Thirty eight year old Amy Otteson faced her worst nightmare earlier this month. She and her husband, forty one year old Dave, were on holiday at their cabin in Gunnison Colorado along with most of the extended family who had nearby cabins. Dave had returned to work that day leaving Amy to look after the three children. While Amy was getting five year old Ryan (note to parents everywhere, Ryan shouldn’t be the name of your daughter) and four year old Kirk out of the bath in time for dinner, her two year old son Gore (and you thought Ryan was bad) managed to open the back door of the cabin and wandered out into the wilderness. As soon as Amy realised he’d gone missing she started calling and looking for him, soon calling twenty other family members in to help search. By the time Gore had been found he’d been missing for over twenty minutes, and his body was trapped under a log in an irrigation ditch over three hundred and fifty feet from the cabin. He wasn’t breathing. Amy’s father Kirk (a retired surgeon) and cousin Suzanne (a nurse) immediately began CPR until paramedics arrived and moved him to a children’s hospital in Denver where his heart was finally restarted. He had been clinically dead for an hour by this point.

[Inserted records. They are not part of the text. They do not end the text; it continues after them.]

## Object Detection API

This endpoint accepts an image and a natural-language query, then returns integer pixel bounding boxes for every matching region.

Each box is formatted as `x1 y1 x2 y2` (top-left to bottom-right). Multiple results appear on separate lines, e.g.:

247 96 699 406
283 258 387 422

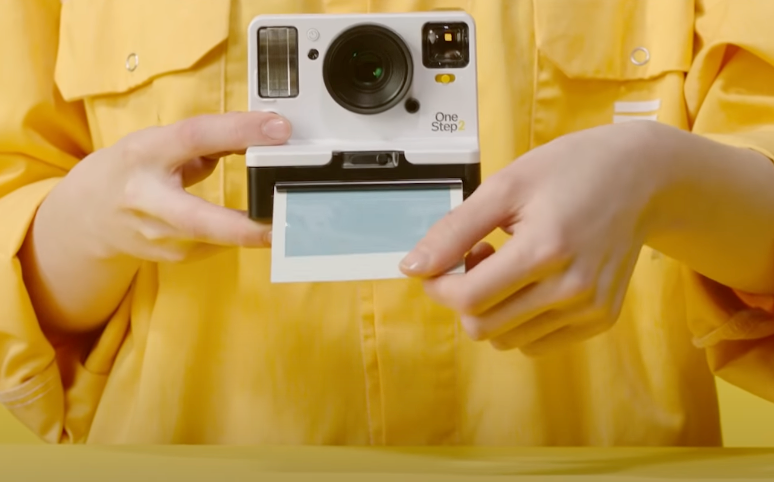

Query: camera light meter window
323 25 413 114
258 27 298 99
422 23 470 69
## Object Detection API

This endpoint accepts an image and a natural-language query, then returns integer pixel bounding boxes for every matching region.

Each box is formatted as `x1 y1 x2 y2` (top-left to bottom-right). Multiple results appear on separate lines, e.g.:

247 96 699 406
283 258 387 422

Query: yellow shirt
0 0 774 445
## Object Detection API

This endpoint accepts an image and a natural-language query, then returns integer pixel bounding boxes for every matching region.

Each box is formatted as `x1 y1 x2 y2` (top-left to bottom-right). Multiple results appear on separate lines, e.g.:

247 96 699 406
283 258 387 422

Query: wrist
616 121 704 244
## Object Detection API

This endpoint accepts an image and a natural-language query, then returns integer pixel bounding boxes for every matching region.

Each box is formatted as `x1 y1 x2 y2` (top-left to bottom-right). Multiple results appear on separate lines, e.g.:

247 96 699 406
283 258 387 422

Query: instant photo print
245 11 481 282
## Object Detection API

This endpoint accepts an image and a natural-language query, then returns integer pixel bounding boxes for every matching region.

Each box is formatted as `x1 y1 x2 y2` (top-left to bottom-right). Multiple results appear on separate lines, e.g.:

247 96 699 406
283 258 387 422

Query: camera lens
323 25 413 114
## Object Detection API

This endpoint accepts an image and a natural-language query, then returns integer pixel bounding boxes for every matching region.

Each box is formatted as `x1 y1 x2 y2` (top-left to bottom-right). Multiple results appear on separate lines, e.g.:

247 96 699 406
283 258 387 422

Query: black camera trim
247 151 481 222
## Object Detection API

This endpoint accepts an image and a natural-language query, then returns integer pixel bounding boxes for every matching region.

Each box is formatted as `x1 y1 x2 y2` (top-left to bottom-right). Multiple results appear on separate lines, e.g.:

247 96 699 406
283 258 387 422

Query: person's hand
401 123 658 355
36 112 290 262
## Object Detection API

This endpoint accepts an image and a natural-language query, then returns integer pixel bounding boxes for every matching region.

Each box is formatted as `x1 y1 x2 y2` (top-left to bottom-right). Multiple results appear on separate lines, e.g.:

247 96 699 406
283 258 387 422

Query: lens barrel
323 25 414 114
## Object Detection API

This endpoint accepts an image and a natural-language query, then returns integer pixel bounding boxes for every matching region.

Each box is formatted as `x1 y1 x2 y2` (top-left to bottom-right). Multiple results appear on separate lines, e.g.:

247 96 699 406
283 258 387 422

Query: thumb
400 178 511 277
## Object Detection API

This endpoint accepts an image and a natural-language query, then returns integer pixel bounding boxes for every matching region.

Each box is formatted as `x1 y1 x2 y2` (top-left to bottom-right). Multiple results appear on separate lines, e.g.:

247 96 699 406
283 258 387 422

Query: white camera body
245 11 481 220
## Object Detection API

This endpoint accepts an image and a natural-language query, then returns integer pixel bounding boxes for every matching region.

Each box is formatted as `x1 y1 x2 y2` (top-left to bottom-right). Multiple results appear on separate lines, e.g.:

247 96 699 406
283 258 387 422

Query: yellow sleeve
0 0 128 443
684 0 774 402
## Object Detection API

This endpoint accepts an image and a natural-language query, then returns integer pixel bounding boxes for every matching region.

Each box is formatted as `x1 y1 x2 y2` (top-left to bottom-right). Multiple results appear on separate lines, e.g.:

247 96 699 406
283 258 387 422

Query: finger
461 273 586 340
425 229 568 315
400 175 514 277
465 243 495 271
182 157 220 187
519 323 612 358
122 112 291 170
140 189 271 247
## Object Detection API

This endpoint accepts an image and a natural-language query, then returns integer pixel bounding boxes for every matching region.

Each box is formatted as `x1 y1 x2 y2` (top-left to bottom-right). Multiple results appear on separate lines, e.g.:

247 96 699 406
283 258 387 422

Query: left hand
401 123 660 355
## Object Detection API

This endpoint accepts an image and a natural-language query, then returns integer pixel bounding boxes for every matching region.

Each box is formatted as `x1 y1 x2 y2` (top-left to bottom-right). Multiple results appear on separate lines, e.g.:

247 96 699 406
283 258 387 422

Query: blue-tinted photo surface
285 187 451 257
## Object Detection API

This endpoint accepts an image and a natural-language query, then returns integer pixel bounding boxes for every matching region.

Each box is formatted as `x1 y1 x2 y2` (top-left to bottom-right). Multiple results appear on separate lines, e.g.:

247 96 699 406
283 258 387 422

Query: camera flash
435 74 454 84
258 27 298 99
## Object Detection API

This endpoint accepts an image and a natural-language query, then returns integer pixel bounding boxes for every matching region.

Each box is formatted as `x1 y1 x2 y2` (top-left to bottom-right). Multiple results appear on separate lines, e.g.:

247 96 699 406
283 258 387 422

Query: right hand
36 112 291 262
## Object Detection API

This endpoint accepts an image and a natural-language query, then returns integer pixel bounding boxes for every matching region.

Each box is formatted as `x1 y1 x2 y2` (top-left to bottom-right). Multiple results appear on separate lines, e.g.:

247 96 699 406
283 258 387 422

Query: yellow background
0 379 774 447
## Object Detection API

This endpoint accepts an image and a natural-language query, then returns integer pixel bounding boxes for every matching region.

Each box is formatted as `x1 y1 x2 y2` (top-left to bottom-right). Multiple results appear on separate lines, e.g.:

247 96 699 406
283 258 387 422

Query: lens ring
323 24 414 114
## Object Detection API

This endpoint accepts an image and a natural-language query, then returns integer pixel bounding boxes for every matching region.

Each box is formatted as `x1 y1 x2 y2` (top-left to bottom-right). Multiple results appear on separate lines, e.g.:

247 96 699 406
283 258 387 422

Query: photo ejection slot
341 151 399 169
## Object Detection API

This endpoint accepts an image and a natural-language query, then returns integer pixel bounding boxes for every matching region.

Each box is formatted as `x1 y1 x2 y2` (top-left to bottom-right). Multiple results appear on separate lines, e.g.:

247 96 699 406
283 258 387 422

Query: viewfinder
422 22 470 69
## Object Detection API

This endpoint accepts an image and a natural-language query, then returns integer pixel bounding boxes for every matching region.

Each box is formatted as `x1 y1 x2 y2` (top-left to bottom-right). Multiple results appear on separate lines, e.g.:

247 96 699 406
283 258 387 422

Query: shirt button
629 47 650 65
125 53 140 72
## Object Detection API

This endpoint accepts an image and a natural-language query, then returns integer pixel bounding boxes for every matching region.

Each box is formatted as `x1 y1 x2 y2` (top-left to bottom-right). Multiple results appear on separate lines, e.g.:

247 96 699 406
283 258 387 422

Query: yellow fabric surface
0 446 774 482
0 0 774 446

So there you have it, every real mother’s worst nightmare. A child slips away and dies. They’re brought back but after so much time has passed that they’re obviously going to be severely brain damaged. This is the reality Amy and Dave Otteson were facing up to, yet it never happened. You see, temperatures in that valley drop to two degrees centigrade at this time of year and, combined with the child’s age, this produced a rare state of hibernation where the entire body slows down and needs less oxygen to keep running. This rare state would probably not occured in someone older who had more control of their body but as Gore was so young he succumbed to it easily. When his grandfather and cousin started CPR they kept his system further oxygenated. These two factors staved off any damage that could have been caused by lack of oxygen to the brain, but Gore wasn’t out of the woods yet. The ordeal he’d been through meant that his brain was quite vulnerable and doctors decided to try a controversial treatment to bring him out of it. They lowered his body temperature to a steady thirty two degrees centigrade for forty eight hours to minimise his brain activity and give it a chance to recover. After his temperature was raised again he woke up as good as new.

So there you go folks, the boy who died for an hour and lived to tell the tale.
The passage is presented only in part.